Emma has come so far since Once Upon a Time’s first season. She believes now—in magic, in herself, and in the people she’s chosen to love. She’s more open and honest with her feelings. She hugs the people she loves and forgives the people who’ve caused her pain. Even her wardrobe has changed with her, as romantic dresses and soft sweaters have worked their way in alongside the familiar jackets and jeans.
Romance is a part of Emma’s life now, but it’s by no means the only part of it. There’s a difference between a female character being reduced to a love interest and a female character growing into her own love story. And Emma is the perfect example of that. Her relationship with Hook exemplifies the ways romantic love can help us be stronger than we were before—much like Beckett’s relationship with Castle does, too. These relationships are partnerships in which both parties encourage and support the other. They’re sources of courage and confidence to draw strength from when one of the characters is locked in a struggle they shouldn’t have to face alone.
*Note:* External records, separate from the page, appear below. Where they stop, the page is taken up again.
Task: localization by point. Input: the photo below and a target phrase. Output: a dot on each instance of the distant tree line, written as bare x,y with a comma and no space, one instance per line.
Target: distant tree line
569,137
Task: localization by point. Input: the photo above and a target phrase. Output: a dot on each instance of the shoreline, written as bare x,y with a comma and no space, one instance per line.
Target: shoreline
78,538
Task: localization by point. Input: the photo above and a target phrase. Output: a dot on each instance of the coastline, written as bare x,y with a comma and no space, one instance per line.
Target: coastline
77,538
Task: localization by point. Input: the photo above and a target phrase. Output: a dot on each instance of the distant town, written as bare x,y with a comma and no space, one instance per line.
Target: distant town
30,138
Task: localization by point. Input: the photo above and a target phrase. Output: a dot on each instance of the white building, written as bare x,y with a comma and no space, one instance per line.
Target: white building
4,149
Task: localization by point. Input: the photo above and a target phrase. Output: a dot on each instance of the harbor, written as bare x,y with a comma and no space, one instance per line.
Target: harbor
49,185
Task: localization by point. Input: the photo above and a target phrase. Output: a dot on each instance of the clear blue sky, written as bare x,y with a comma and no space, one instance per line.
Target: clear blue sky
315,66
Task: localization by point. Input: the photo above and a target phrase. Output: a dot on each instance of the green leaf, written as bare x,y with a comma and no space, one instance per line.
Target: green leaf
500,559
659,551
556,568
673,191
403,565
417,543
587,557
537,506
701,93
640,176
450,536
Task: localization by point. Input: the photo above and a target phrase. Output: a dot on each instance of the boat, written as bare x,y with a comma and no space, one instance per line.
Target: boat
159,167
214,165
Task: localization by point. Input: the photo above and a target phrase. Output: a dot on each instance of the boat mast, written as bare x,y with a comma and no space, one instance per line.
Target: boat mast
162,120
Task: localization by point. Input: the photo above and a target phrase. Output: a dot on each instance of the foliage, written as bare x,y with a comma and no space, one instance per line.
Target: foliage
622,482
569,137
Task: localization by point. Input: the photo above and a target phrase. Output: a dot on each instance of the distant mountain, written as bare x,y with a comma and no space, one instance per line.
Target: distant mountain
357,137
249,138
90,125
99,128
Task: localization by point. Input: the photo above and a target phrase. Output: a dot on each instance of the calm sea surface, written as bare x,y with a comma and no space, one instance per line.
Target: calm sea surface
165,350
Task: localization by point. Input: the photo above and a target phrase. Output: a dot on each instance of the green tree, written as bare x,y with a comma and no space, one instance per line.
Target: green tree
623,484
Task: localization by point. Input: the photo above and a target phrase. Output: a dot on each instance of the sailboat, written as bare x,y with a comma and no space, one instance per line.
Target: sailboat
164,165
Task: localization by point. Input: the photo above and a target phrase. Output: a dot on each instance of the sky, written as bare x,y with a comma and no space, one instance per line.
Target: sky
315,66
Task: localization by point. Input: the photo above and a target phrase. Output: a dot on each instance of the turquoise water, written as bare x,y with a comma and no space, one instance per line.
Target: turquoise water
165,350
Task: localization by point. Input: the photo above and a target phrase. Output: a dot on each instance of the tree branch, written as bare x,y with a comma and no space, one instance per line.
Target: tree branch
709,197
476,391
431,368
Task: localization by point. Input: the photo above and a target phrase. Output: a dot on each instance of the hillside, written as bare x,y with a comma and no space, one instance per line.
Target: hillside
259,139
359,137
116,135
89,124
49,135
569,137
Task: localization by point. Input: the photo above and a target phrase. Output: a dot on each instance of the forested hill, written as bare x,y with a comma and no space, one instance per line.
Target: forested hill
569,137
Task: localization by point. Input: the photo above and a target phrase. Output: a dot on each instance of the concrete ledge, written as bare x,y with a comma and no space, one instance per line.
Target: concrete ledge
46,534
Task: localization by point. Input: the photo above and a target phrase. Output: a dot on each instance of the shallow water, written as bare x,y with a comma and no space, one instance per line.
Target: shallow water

Emma is facing one such struggle now, but she was at the perfect place in her life to take on the darkness that enveloped her in last season’s finale. Because of her open heart and faith in the people she loves—not despite them—she was brave enough to let herself be consumed by the darkness and believe she could be saved from it. When we first met Emma, she probably still would have taken on the darkness; that’s always been who she is. However, she would have done so with pessimism, a feeling that she was doing this all on her own and probably would be lost to the darkness because no one would try to save her. Now, though, she took it on with hope, a feeling that she had people who would help her and, therefore, wouldn’t be lost to the darkness forever.
Emma telling her parents to find a way to drive out the darkness and telling Hook she loved him while physically reminding him of his promise to protect her heart spoke volumes about the things we can do and overcome when we don’t try to do everything on our own. The idea that a woman has to always save herself on her own is just as concerning as the idea that a woman always needs someone to save her. It leads to a belief that asking for help is a sign of weakness; it keeps women from admitting they can’t carry overwhelming burdens alone because they don’t want to seem like damsels in distress. It’s good to be self-sufficient, but it’s also good to have a support system. There’s no shame in wanting or needing a loved one to help you fight your way out of the darkest times in your life.
As Beckett and Emma clearly show, strong women aren’t defined by the ways they hide their emotions or by the battles they fight on their own. True strength comes from being honest with yourself about what you’re feeling and finding the healthiest ways to deal with those feelings. Sometimes that means fighting your battles on your own. But sometimes that means having the courage to accept help from someone you trust.
In reality, strong women can laugh, love, and let themselves accept help when they need it. And thanks to characters like Kate Beckett and Emma Swan, it seems like that’s becoming true for strong women in fiction, too.